Clustering of Heart Failure Phenotypes in Johannesburg Using Unsupervised Machine Learning

Appl. Sci. 2023, 13(3), 1509; https://doi.org/10.3390/app13031509
by Dineo Mpanya 1,2,*, Turgay Celik 2,3, Eric Klug 1,4 and Hopewell Ntsinjana 5
Reviewer 1:
Reviewer 2:
Reviewer 3: Anonymous
Appl. Sci. 2023, 13(3), 1509; https://doi.org/10.3390/app13031509
Submission received: 22 November 2022 / Revised: 29 December 2022 / Accepted: 18 January 2023 / Published: 23 January 2023
(This article belongs to the Special Issue New Trends in Machine Learning for Biomedical Data Analysis)

Round 1

Reviewer 1 Report

This work is a good example of the numerous potentialities that exist when new data science methodologies (in this case machine learning) are combined with the need to better understand the physiological mechanisms underlying the changes that are expressed through biomarkers. In particular, the authors apply unsupervised clustering techniques with the aim of summarizing the demographic and clinical characteristics of heart failure in a group of hospitalized patients.

In general, the paper is well structured, written in the correct technical language, easy to read, and, therefore, structurally and formally complies with the writing rules that papers of this nature should have. Additionally, and as is mandatory, the protocol was approved by a hospital ethics committee.

In terms of methodological novelty, it cannot be said that it is an innovative methodology because the application of clusters for biomedical classification (whether of heart failure or other) has already been in practice, so there is no novelty. Even so, the possibility of obtaining new heart failure classification scores that do not require the use of echocardiography is of interest (particularly in places where this imaging test is not accessible).

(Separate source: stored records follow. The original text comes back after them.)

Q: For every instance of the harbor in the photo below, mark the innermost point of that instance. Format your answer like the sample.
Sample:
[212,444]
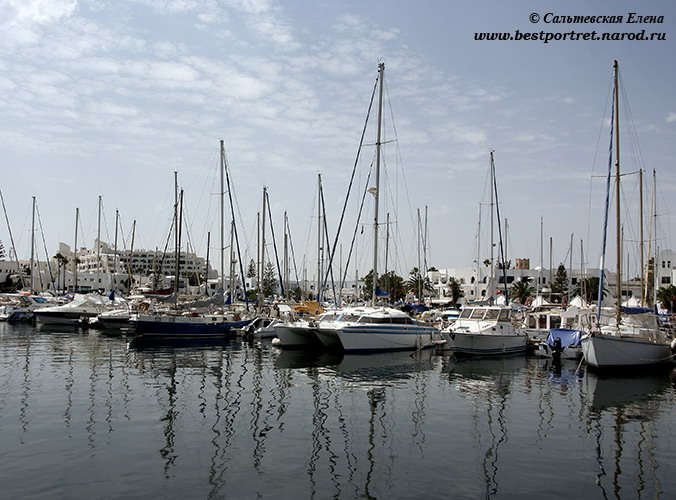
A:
[83,414]
[356,250]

More objectively, I think the following observations/questions could be analyzed by the authors and included in the text:

1. Given the importance of the applied methodology, I believe that more emphasis should be given to formalizing the clustering techniques that were presented in the Methods section;

2. Although 7 clustering techniques are mentioned, in the results section, it is not clear if they were all used or only one. I suggest the presence of at least one table with the possible results of the 7 techniques (or a justification for presenting only some of them);

3. Regarding the 3 clusters obtained, it would be important to understand the true importance of the LVEF variable, for example, doing a new analysis without this feature;

4. It would be important to make a correspondence between the three levels of LVEF and the three clusters obtained. For example, understand the distribution of the 91 mLVFE in the three clusters (how many of these 91 are in C1, C2, and C3). The same for the 409 rLVFE and 136 pLVFE;

5. In Table 1, and table 2 the units of the mean variable, are not correct. As it is, mean(SD) the unit of mean is SD! 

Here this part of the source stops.